Whilst rummaging through the net, looking for the truth about Thom's girlfriend, I learned that I was way off on my vision of the man.

In fact, I found a quote of Mr Yorke that may well be busy saving my life. I know, I know, getting your life saved by second-hand phrase is a bit pathetic, but in earnest: I don't mind about that. The quote?

It's easy being depressed. It's much harder to be happy - and cooler!


I don't know, but this really gets to me! Maybe it only works somewhere in the middle of a hundred other one-liners (I have actually been LOL quite a few times), but in any case it hit the spot for me. So here I go again with a fresh view on life and Thom Yorke in particular: the man was not happy. Oh, he probably was not the most miserable person in the world, but he was perfectly capable of feeling that anyway, and then hating himself for it (though this last one is just a projection, I guess). And then he somehow managed to turn the tables: he found a way of surpassing the void of self-complaint: good old-fashioned hard labour on self-containment, thriving on the idea that the other way is just not getting you anywhere, and, when you look at it: being happy may not be very hip (there is a not remotely fine line between having a good time and being happy), but in truth we all admire those that find the inner rest to just... accept the good life.

Today, I smiled more than the day before. Who knows, maybe next week I won't hide from people I know in the supermarket to avoid talking to them.
I saw my son climbing to the top of the pyramid on the playground. Anne sang the song about the fingers for me.
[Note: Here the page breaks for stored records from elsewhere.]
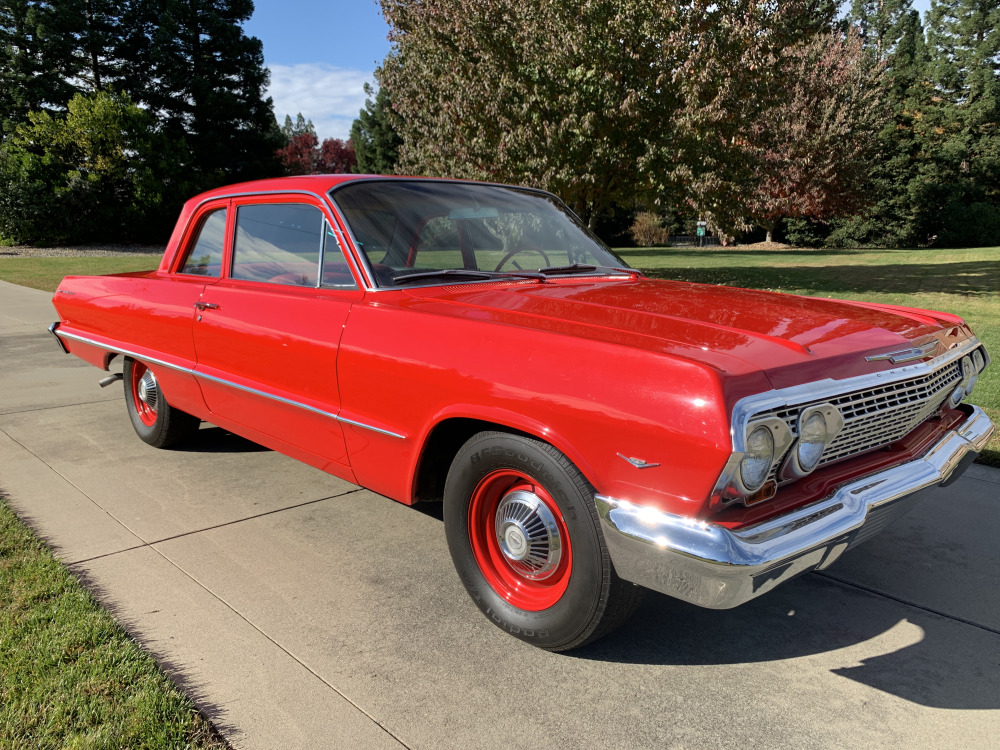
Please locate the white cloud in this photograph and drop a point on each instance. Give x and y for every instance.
(329, 96)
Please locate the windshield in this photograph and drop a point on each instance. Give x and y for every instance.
(409, 227)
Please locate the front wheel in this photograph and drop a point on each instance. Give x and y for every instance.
(523, 533)
(155, 421)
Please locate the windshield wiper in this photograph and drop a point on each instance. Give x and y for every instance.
(574, 267)
(466, 273)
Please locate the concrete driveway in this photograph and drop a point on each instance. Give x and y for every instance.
(300, 611)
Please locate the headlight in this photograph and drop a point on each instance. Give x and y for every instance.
(971, 374)
(817, 428)
(812, 440)
(978, 360)
(969, 377)
(757, 458)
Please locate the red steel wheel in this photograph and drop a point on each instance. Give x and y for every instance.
(524, 535)
(145, 393)
(155, 421)
(520, 540)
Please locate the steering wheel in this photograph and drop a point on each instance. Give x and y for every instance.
(522, 249)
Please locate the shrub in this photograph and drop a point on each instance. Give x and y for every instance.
(648, 230)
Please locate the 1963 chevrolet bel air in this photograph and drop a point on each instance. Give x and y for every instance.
(591, 432)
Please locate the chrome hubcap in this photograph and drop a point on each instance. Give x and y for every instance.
(528, 535)
(147, 389)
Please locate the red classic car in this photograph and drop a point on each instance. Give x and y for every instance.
(591, 432)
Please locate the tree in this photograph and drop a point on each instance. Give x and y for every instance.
(190, 62)
(374, 135)
(337, 156)
(960, 128)
(37, 66)
(813, 147)
(301, 125)
(304, 155)
(601, 102)
(96, 173)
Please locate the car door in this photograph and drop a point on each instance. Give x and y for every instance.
(267, 334)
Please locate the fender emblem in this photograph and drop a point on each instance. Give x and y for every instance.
(905, 355)
(637, 462)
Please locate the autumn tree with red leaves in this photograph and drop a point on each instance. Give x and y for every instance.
(809, 151)
(304, 154)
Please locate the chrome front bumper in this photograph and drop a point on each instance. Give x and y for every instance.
(711, 566)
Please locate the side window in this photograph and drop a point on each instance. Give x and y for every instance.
(335, 270)
(278, 243)
(205, 257)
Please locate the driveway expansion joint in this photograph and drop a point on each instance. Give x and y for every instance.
(906, 602)
(271, 640)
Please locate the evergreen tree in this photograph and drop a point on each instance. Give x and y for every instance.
(301, 126)
(191, 63)
(882, 24)
(961, 130)
(376, 142)
(37, 64)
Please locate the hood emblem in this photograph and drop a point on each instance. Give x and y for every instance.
(905, 355)
(637, 462)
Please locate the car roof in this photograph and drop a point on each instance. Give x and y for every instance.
(312, 183)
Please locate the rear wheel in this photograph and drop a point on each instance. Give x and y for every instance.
(523, 533)
(155, 421)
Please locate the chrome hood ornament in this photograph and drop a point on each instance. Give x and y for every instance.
(906, 355)
(637, 462)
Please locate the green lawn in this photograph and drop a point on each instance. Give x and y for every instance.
(965, 282)
(69, 675)
(46, 273)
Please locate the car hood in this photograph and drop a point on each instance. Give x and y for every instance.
(731, 329)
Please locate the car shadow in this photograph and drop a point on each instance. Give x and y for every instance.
(211, 439)
(911, 653)
(941, 663)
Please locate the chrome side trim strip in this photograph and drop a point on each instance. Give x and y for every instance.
(711, 566)
(52, 331)
(231, 384)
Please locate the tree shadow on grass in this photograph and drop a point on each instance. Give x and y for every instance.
(972, 279)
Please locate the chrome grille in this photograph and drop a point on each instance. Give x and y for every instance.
(878, 416)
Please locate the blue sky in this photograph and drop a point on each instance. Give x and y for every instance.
(322, 53)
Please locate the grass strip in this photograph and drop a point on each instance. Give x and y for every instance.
(70, 676)
(965, 282)
(46, 273)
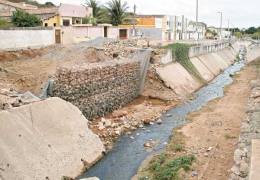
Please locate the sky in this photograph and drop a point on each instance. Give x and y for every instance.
(240, 13)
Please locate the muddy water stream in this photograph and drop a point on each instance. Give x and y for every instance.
(124, 160)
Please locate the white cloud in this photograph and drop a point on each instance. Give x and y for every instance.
(241, 13)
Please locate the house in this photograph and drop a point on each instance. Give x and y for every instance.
(7, 8)
(63, 15)
(222, 34)
(196, 30)
(167, 28)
And my baby washed my hair although she was tired.
Life is nice, whether I like it or not.

2 opmerkingen:

deef zei

Nick, I like your writing. Can you please write a book? I'll buy the overstock, if necessary...

"Life is nice, whether I like it or not."

True.
So is your blog.
So are you.
The way you write about your wife and children, maybe some people would call that emotional trash, but it just proves me right : you are nice. I hope I will do that one day, with the some warmth...

Nullabee zei

I will seriously consider writing a book. Maybe when I'm 40. I actually already have some ideas on a plot, but if I'd tell you ,you would write a better book :-)
Hey! You ARE overwhelming me here. But let's get this straight: you are definitely not missing the warmth or the niceness to be able to write those things, you're just missing (no pun intended) a wife and children. But you speak with strong idealistic love of the w(om)an in Ghent. No need to hope there!